Sussex Five responds to OIA report on "politically motivated" suspensions
Students’ Union Communications officer and member of the now notorious ‘Sussex Five’ Michael Segalov has responded to the Universities ombudsman’s recommendation that the University of Sussex apologise and pay financial compensation to him and the four other students controversially suspended for peacefully protesting on campus.
In the report for the action taken against the students, the Office of the Independent Adjudicator for Higher Education (OIA) found the University was unjustified, disproportionate and unfair in its decision in 2013 to suspend five students from their studies and ban them from campus for their involvement in the widespread protests taking place against the privatisation of non-academic University services.
As a result, each student will be awarded between £2,000-£2,500 in compensation “distress and inconvenience” caused, and receive a formal apology from the University.
Segalov said: “I’m pleased that the University administration will have to say sorry to us and I think by definition they are also apologising to the thousands of students and staff who supported us.
“But an apology isn’t good enough and I’ll be pressuring the University to ensure it will never again punish students or staff for taking part in campus protest.”
The Sussex Five were accused by Vice Chancellor Michael Farthing of playing an “organising role” in the anti-privatisation protests which gained support from students and staff, as well as the attention of the national media, members of Parliament and celebrity Cara Delevingne.
Segalov said: “I believe the University administration targeted us because we were considered to be vocal spokespeople on behalf of a wider campaign against privatisation, and the marketisation of higher education.
“I believe the University hoped to make an example of us, in what looks like an attempt to silence dissent.

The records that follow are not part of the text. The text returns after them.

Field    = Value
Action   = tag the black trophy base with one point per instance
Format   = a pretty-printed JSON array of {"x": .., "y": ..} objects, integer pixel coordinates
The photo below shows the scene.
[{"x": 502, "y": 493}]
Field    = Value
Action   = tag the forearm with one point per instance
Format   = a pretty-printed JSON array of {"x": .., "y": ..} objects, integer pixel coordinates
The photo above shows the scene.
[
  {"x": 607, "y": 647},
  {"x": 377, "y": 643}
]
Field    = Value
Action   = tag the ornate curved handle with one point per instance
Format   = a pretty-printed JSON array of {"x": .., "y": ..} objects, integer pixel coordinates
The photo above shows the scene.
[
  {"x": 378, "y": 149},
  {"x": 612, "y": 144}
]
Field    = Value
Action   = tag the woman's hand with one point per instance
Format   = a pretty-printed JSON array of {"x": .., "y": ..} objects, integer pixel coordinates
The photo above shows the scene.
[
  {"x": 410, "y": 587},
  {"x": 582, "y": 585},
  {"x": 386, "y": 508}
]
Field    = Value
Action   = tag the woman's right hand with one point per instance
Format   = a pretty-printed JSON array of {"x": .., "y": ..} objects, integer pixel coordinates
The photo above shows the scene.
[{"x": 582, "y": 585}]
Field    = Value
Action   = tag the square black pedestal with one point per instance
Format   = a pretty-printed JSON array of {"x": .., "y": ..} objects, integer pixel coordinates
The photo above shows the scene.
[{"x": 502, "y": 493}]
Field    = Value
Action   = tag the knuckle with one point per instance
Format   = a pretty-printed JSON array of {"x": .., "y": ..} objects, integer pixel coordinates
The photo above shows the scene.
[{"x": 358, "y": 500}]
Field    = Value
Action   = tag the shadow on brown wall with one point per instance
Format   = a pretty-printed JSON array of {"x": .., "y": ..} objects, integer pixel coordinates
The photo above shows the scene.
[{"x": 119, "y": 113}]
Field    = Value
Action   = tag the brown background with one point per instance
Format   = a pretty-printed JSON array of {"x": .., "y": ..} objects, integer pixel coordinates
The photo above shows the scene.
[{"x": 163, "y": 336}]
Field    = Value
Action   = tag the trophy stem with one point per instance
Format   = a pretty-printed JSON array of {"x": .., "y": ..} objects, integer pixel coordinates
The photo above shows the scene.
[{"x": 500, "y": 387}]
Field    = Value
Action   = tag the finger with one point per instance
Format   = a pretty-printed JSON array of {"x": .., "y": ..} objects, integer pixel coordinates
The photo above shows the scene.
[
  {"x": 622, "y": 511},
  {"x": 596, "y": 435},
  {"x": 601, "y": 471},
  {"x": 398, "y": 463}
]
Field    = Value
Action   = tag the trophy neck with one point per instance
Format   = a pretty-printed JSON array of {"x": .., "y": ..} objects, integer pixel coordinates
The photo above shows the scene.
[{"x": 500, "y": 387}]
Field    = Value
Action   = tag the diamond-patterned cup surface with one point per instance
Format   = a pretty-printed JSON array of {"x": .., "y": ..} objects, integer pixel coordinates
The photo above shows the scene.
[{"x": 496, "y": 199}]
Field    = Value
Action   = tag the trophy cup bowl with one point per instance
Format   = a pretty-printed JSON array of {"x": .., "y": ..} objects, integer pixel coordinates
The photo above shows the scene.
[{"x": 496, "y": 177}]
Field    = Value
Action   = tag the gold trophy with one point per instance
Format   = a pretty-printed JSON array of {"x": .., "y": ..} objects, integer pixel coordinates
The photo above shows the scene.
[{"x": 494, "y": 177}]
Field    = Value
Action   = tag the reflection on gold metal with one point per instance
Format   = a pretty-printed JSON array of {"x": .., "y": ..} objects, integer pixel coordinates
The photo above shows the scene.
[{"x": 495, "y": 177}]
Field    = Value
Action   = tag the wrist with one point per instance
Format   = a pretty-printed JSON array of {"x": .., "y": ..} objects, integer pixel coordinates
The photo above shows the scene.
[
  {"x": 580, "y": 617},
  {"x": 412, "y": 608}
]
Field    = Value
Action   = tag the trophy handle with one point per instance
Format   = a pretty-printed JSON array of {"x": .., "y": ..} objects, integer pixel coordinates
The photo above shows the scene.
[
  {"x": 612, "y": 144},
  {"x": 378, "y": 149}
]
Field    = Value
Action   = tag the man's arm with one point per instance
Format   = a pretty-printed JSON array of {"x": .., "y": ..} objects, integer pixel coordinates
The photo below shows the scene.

The way to deal with dissent is not to single out a number of students from a group of thousands.
“In my mind, this gives administrations like Sussex no alternative but to begin to listen to students and staff.”
The report ruled the suspension was unreasonable in the circumstances and that a fair procedure, which the University has a responsibility to uphold, had not been followed.
The disciplinary hearing, where the students were represented by barristers, collapsed after the discovery of the appointment of a potentially biased panel.
The University’s subsequent move in accordance with Schedule A regulations to adopt a new disciplinary process meant the students were no longer permitted to be legally represented; the ‘reasonably suspected’ motivation for the change, according to the report.
The report stated: “In our opinion, the University’s actions were politically motivated.”
A University of Sussex spokesperson said: “We note the OIA’s finding there needs to be greater clarity and transparency of information in regards to the process for student disciplinary matters.
“Prior to the OIA’s final report and in light of the incidents on campus in 2013, we established an independent working group of our Council to review and make recommendations on this matter. We anticipate putting these into effect through revised University regulations and will inform all relevant parties of this through the appropriate institutional channels.
“Alongside this, the OIA’s case recommendations will be implemented.”
The action taken by the University has racked up a “outrageous” legal bill of £55,495.55 which, amongst the other report findings, acted as the “final straw” to prompt a petition for Farthing’s resignation from his position as VC. The Students’ Union continues to hold a vote of no confidence in him.
Lewis Nielsen, another member of the Sussex Five, said: “The OIA has been very critical of the University, but it is vital to note the majority of the University community, both students and staff, have been entirely supportive of us throughout.”
Simon Natas of ITN Solicitors, representing the students, said: “This should be seen as a vindication for [the students] and an indictment of the manner in which they were treated.”